Собрав все силы, Алик ударил вперед, прямо в ненавистную рожу Джастина, но враг мгновенно увернулся. Ударил опять, бил и бил, но проклятый Джастин Бибер ловко уходил от его ударов.
«Шустрый гад! Подожди. Сейчас я раскантую твою морду. В котлету. В кровавый антрекот!»
И вдруг Бибер сам нанес Алику прямой резкий удар, такой неожиданный для дрищеватого певца. Мгновенно и с неожиданной силой. И еще. Молотил и молотил, совсем не уставая. Алик принимал один удар за другим. Слышалась, все продолжалась биберовская песня.
«И песни его ненавижу!»
Уклоняясь, Алик уронил игровую приставку, та упала под стол.
«Денди, денди, Все люди любят денди», – недовольно проворчал он.
С кряхтением полез под стол и, конечно, тут же раздавил пресловутую пластмассовую коробку, придавил ее коленом. Поединок завершился.
Остатки древней приставки выбросил в окно. Невнятные голоса, раздававшиеся во дворе, умолкли, потом послышались снова.
«Наверное, нищие во дворе бухтят, – с раздражением подумал Алик. – Хорошо бы и телевизор „Рекорд“ в окно свалить, на их головы.»
Слов не разобрать, но понятно, что говорившие обильно матерятся. Неясно, ругаются или так, беседуют по душам. Приаптечные алкаши. Недолговечные, как однолетние растения, быстро вымирающие от излишеств, но неизменно сменяющие друг друга.
Сегодня Алик так и не спал, не хотелось. Раннее-раннее утро, солнце медленно начинало накалять комнату. Душная ночь постепенно становилась жарким утром.

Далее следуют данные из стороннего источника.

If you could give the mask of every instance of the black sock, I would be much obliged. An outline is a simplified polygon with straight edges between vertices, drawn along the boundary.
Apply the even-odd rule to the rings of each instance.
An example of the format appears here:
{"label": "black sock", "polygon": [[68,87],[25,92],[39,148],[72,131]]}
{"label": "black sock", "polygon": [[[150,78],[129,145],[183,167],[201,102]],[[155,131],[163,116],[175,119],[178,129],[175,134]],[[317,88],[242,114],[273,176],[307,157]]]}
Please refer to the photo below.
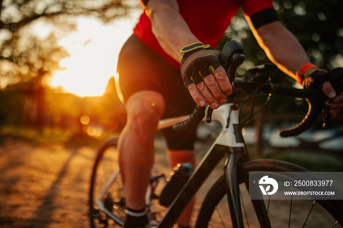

В это знойное безветренное лето голоса и прочие звуки за окном во дворе раздавались гулко, как в большой пустой комнате. Запахи тоже стали комнатными, теперь не менялись, держались неподвижно. Из чьих-то окон в эту рань доносился запах жареной рыбы. И еще пряничный зефир горячей патоки с хлебозавода неподалеку.
Какой-то писатель написал, что стиль улицы, где он живет, формируют два близлежащие театра и хореографическое училище.
Так вот, на этот двор и его окрестности крайне повлияли местные заведения. Прежде всего, круглосуточная аптека с неиссякаемыми запасами дешевого спирта, почему-то называвшегося «Асептолин. Жидкость для наружного применения». Потом пивная в соседнем доме под названием «В дупель», которую местные алкаши упростили до «Дупла». Еще наливайка «Жар-птица», ее, конечно, прозвали «Жир-птицей», и само собой большой рынок рядом. Двор всегда густо усыпали пустые асептолиновые пузырьки.
Алкаши, достигшие самого дна, сидели на тротуаре возле аптеки, нищенствовали. Подаяние сразу несли в эту аптеку. Спирт чаще всего применяли в этом дворе, против рекомендаций, внутрь.
Вот и сейчас доносились голоса этих самых нищих. Алик поневоле слышал и даже представлял их. Одного оратора звали Димка, другого – Митька, видимо, нищие не догадывались, что это одно имя.
Слышался и женский голос, эту бабу, по кличке Креветка, Алик уже видел. Широко известное лицо в кругах местного дна. Худая, но при этом дряблая, жухлая, непонятного возраста.
Алик вроде понял, что технически грамотный Митька создал из своего алюминиевого костыля стреляющее устройство, и сей костыль неожиданно выстрелил в Собесе. Разговор заканчивался. Креветка неожиданно запела песню, громко и неточно.